Senior executives and Houlihan’s majority owner, an affiliate of Japan’s Orix Corp., will be selling shares. Orix owns slightly more than half of Houlihan, having acquired the stake for about $500 million in 2006.

Despite the size of Orix’s stake, it likely isn’t the main driver behind the planned IPO, said Natsumu Tsujino, an analyst who covers Orix for JP Morgan Securities Japan Co. in Tokyo. Rather, she believes the push for a public offering came from Houlihan employees who want to cash out.

“This company is owned a lot by the current management and management is not going to keep on doing business for years,” Tsujino said. “They need a great exit from their position. But I expect Orix will own more than 50 percent for some time.”
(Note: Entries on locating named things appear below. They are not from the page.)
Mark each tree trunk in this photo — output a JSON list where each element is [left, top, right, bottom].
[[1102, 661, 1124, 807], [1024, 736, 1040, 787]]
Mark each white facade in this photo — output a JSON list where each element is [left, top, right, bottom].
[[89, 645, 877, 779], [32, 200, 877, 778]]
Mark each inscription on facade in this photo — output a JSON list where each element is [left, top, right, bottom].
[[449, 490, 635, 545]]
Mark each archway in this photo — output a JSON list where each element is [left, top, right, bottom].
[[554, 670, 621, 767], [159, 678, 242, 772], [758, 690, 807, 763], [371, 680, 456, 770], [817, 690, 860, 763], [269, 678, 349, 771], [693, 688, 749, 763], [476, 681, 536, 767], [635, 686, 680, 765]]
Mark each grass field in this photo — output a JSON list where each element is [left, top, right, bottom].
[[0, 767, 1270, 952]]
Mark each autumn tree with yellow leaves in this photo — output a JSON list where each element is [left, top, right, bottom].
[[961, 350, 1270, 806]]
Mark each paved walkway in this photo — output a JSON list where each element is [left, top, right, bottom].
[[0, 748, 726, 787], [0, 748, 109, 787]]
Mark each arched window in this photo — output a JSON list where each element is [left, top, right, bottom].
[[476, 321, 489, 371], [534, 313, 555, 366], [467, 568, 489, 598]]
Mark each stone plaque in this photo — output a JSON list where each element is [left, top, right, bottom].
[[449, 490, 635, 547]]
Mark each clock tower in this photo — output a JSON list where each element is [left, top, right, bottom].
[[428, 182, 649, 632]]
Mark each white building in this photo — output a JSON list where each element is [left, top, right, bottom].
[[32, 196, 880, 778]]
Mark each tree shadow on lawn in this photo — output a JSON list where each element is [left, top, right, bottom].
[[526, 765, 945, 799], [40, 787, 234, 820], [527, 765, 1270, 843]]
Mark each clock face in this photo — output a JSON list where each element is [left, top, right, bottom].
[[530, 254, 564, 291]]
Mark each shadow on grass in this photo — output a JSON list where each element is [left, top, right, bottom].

Houlihan was founded in Los Angeles in 1972 to provide financial advisory services to private businesses. It’s a homegrown firm with many longtime employees who are also native to the area, such as Chief Executive Scott Beiser. Beiser joined the firm in 1984 after earning a master’s degree at Cal State Northridge and never left, rising to co-chief executive in 2003 and claiming the top job for himself 10 years later.

The company has three named executive officers, all of whom are in their mid-50s and have been with the firm for more than a quarter-century: Beiser, 55; Executive Chairman Irwin Gold, 58; and Scott Adelson, 54, co-president and head of corporate finance.

While all three were paid between $2.5 million and $5 million in each of the last two years, those compensation packages hardly compete with what major Wall Street bankers take home. And with each of them having invested decades into the business – and plenty of other executives there with similarly long tours of duty – it’s natural for them to want to cash out at some point. That’s what Tsujino believes is the main motive for the IPO.

“It can facilitate the means for current management to convert their stock to cash,” she said.

Orix, of course, still stands to gain, even if – as Tsujino suggests – the firm intends to hold on to most of its Houlihan stock. That’s because the value of that stake is likely to increase after an IPO, regardless of how many shares Orix decides to unload.

Tsujino wrote in a July 9 research note that she believes the IPO will produce substantial capital gains for Orix. If Houlihan’s market cap hits $2 billion, as estimated in a Wall Street Journal report, Tsujino thinks Orix could gain $484 million in value.

Executives at Houlihan and Orix declined to comment, but Houlihan’s pre-IPO filing offers a glimpse into the investment bank’s business, which has grown dramatically over the last 15 years.

In that time, the firm’s revenue grew from $144 million annually to $681 million in its most recent fiscal year, which ended March 31. Net income, meanwhile, grew from $15.6 million to $79.9 million.

Houlihan advised on 188 corporate finance transactions during the last fiscal year. The company was the No. 1 adviser for transactions with values less than $5 billion in 2014, and the top adviser for sub-$1 billion deals over the past nine years.

It’s been a big year for the firm, which opened an Australia office in January and scooped up New York financial advisory firm Mesa Securities Inc. last month.

Houlihan follows Moelis & Co., a New York investment bank run by longtime L.A. dealmaker Ken Moelis, as the next boutique M&A firm to go public.

Moelis had an IPO in April 2014 and its shares are up 10 percent since, although they’ve fallen since the start of the year. By revenue, Houlihan is larger than Moelis, which brought in $519 million last year and currently has a market cap of more than $1.5 billion.

M&A advisory firm PJT Partners Inc. in New York is also mulling a public offering.